A Tipton resident has shared the story of her life, marking Remembrance Day 2019.

Sonia Benton, 91, who lives at Sundial Care Home, in Tipton St John, was one of the many who grew up during World War Two and later became involved in the Women's Voluntary Service, that played such a fundamental role in the wartime effort.

On the September 3, 1939, Mrs Benton was 11 years old and was living in Brighton and had just had her offer for high school.

She said: "I was stood at the top of a farmer's field on this day when I heard shouting and wondered what it was all about."

The shouting the young Sonia could hear was the news spreading that war had started, little did she or anyone else know the true cost of human life that was to follow.
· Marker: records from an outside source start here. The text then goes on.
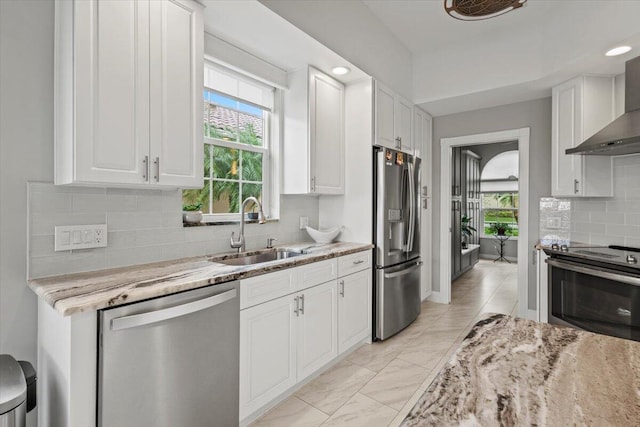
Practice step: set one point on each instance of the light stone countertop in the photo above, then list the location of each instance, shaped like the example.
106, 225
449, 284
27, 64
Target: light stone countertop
517, 372
95, 290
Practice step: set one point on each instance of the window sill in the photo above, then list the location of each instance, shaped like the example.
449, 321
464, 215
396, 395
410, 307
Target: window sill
494, 237
227, 222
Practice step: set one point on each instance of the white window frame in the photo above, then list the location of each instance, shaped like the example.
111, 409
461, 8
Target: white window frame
269, 143
483, 209
266, 169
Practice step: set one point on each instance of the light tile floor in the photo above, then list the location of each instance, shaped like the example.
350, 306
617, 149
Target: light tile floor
378, 384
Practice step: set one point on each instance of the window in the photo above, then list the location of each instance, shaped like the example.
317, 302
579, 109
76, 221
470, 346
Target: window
500, 199
237, 124
500, 208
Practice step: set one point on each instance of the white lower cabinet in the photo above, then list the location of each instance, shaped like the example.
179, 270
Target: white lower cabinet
354, 309
317, 328
289, 337
267, 352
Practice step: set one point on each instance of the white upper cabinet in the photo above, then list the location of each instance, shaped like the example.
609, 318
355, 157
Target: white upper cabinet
128, 93
393, 115
313, 134
580, 107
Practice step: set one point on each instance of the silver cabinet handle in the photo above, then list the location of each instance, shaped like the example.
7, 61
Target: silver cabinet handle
157, 163
145, 168
136, 320
403, 272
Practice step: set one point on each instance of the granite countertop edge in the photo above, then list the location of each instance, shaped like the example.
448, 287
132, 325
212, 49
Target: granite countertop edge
91, 291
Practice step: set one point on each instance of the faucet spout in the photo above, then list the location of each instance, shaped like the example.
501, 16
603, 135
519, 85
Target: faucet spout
240, 243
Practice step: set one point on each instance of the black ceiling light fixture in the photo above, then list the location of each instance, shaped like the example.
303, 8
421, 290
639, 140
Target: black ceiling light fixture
475, 10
As with many of the children at the time, she was evacuated to Yorkshire where it was deemed to be safer and further from the reaches of war.

The former Loughborough and Dundee University lecturer said: "We were given a small bag of chocolates for the train journey which of course were eaten within the first half an hour of the journey."
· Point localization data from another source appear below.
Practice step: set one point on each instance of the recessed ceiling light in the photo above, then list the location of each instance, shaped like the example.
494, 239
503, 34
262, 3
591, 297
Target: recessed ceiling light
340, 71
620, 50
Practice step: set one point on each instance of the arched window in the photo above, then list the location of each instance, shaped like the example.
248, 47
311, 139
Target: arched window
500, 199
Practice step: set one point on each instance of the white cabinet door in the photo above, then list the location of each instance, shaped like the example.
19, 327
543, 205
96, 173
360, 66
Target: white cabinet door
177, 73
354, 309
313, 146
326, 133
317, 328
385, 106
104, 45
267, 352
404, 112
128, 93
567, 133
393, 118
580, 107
Although not an experience shared by everyone, Mrs Benton's memories of being evacuated are ones that she looks back fondly on.
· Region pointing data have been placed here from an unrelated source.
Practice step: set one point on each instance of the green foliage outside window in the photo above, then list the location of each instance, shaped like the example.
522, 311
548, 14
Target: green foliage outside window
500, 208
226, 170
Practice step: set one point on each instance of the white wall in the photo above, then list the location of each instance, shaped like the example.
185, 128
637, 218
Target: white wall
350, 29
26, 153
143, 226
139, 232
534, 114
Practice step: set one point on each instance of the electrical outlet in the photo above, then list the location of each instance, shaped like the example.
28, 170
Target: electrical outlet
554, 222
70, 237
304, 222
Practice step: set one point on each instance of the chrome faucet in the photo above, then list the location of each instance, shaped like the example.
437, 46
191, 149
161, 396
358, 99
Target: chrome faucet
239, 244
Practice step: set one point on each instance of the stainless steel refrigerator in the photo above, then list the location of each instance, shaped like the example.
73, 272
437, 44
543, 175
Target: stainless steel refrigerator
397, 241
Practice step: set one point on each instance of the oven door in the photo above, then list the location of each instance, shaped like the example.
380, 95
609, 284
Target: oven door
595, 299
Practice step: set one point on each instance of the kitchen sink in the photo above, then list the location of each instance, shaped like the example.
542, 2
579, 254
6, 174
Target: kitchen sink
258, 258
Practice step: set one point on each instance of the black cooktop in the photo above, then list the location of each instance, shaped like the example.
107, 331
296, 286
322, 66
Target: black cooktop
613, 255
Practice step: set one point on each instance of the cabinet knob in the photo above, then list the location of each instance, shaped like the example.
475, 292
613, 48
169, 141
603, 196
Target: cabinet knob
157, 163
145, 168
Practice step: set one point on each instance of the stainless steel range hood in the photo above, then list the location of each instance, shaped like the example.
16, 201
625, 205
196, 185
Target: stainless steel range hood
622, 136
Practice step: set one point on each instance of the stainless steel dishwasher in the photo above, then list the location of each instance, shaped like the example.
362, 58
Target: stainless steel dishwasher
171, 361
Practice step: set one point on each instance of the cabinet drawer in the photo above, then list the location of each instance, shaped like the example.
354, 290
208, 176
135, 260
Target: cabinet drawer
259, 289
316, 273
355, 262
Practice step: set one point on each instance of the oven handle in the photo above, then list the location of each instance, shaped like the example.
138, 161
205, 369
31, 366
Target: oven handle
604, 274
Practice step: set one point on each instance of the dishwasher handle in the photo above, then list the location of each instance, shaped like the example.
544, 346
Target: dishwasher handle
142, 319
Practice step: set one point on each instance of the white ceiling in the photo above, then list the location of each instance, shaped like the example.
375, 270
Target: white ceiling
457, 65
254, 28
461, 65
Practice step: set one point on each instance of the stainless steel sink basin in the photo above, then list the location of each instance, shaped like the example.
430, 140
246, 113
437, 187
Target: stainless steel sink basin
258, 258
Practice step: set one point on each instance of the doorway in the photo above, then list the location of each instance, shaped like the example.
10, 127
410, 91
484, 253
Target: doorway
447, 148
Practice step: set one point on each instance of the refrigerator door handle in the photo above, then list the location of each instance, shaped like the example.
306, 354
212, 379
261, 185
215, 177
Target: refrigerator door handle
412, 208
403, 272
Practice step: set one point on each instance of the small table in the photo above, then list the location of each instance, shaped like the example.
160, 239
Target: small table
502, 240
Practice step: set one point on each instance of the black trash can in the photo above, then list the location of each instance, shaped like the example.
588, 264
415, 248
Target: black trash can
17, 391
She moved in with a family who were involved in the Huddersfield Choral Society, meaning the house was filled with joyous music.

Before the war was over, she moved back south to Brighton to live with her parents.

Mrs Benton's father was in the police service at the time, lecturing on gases in the Air Raid Protection Service.

As a 16-year-old, Mrs Benton volunteered firstly as a messenger and then also as a fire watcher, which is how she spent the last night of the war.

Mrs Benton requested a box of poppies be placed within Sundial Care Home, and said: "I worry that the values learnt from war have been lost within modern society, the deaths of so many men, leaving families with no husband or father, society mustn't forget of what they gave."